Violations of these sins wins us wrath from God the Father. He has a plan. He asks us to do certain things at certain times and in certain places under certain conditions because He's trying to vouchsafe and secure the Family of Man. Those who refuse to comply with His efforts to secure the survival of the family suffer the same fate as Cain. They continue to live, but they are cast out of the presence of the Father, doomed to wander on their own. This is why God hates war, lasciviousness, licentiousness, abortion, drugs, and crime in general. It weakens the family ultimately. He does not want the family of man to fail, and only He can banish or punish or decide to terminate the life of a member of the family. Only He knows what He wants His family to be.

During our third hour at church Sunday, I reread the account of the creation. God starts His family with Adam, a man after His own heart. Then He gives Adam a help meet for him, a woman, who was after the heart of the man. He commands them to multiply and replenish the earth and to take good care of the garden.

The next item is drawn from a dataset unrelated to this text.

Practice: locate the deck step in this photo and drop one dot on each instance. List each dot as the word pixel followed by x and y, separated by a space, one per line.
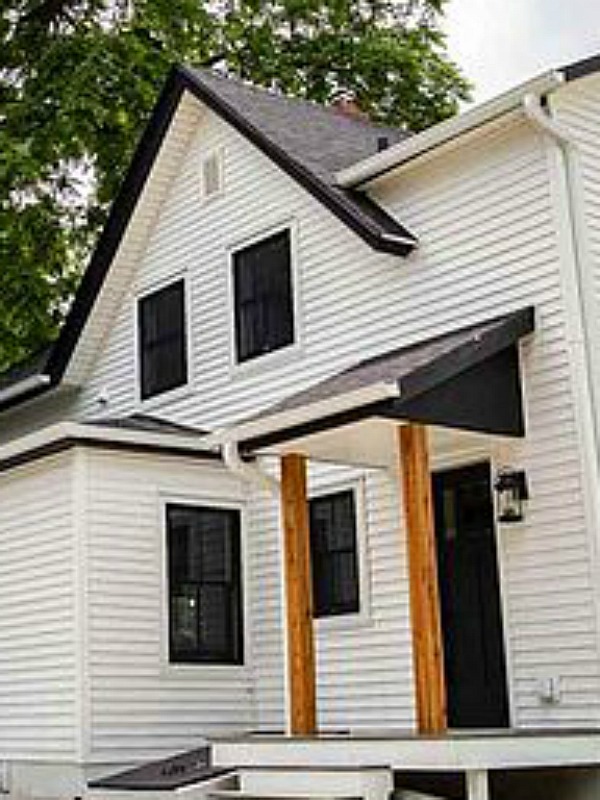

In essence, He asks all of us to take care of what He created. Sometimes, there are things to cut. Sometimes there are things to plant or dung or prune. It is not up to us to decide whom to hurt or snub or ostracize or favor. God alone directs how the family operates. He asks us to love our families even when they hurt us, betray us, feed us fruit from the adversary or cause us to be cast out. It's not an easy thing, but it's impossible until you try. Some of us don't treat each other like family. Some of us treat each other like enemies and enemas, to be cut off or cut down in order to advance ourselves. Paradoxically, we hurt ourselves when we do this.

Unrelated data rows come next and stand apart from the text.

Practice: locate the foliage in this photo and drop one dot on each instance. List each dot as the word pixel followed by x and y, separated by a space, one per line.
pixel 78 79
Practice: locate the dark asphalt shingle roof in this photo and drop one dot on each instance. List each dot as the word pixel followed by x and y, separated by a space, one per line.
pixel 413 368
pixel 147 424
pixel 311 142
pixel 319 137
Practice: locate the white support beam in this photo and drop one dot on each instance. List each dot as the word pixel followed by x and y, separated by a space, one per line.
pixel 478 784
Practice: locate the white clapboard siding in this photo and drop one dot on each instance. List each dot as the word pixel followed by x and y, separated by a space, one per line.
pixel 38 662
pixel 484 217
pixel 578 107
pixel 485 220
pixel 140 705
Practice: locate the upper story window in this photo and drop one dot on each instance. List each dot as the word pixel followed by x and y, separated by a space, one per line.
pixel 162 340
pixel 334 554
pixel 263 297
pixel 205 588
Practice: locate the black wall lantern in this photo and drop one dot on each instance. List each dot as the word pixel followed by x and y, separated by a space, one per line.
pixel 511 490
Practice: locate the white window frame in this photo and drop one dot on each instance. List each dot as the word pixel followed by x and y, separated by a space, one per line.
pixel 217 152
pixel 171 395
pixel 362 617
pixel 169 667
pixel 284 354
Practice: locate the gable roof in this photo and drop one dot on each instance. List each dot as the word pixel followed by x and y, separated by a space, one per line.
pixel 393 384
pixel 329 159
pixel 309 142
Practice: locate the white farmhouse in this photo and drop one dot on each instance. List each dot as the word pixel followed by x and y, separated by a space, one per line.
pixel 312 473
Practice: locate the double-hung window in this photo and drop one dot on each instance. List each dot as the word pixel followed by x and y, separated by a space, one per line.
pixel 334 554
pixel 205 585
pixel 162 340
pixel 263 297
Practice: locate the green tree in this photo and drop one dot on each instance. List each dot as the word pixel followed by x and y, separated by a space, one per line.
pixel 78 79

I have been watching the CW's dramatization of Kass Morgan's novel about The 100. The more they fight each other, the more they weaken their prospects to survive. Although they are more related than they know, they decide on criminal behaviors over Christian behaviors only to weaken themselves against their enemies. Like those woebegone survivors, we came down to this earth to live, and we are all we have. Either we hang together or assuredly we will hang separately. We may not like each other, but we are a family, and when we behave inhumanely towards man, we evince that we hate ourselves most of all. These two laws above all the others- love God the Father and love one another. That's all we really have to do. If it's not love, abstain. Doing nothing means at least doing no more harm than already exists. In the worst case when we ignore others we at least don't make it worse. In the best case, when we try to help maybe we help our own survival.

The tale is told of a wealthy man on a journey to a distant country. Along the way, he comes across a man begging for money in the cold who has no coat. He gives the man some coins as well as his cowl and tells the beggar, "I have money and you have need, and perhaps the day will come when you have money and I have need". Sure enough, one day the prospects were reversed, and the first man, now brought low to poverty from his once lofty station receives beneficence from the beggar he once met. "Now I have money and you have need, and what I have literally is yours." In saving our lives, in saving each other, ultimately we may indeed save ourselves. We believe in Karma, in the Law of the Harvest. If we want to survive, to thrive, and to live, then it behooves us to help other members of our own family do so, even if we don't know or like them. Maybe the soul we save will ultimately be our own.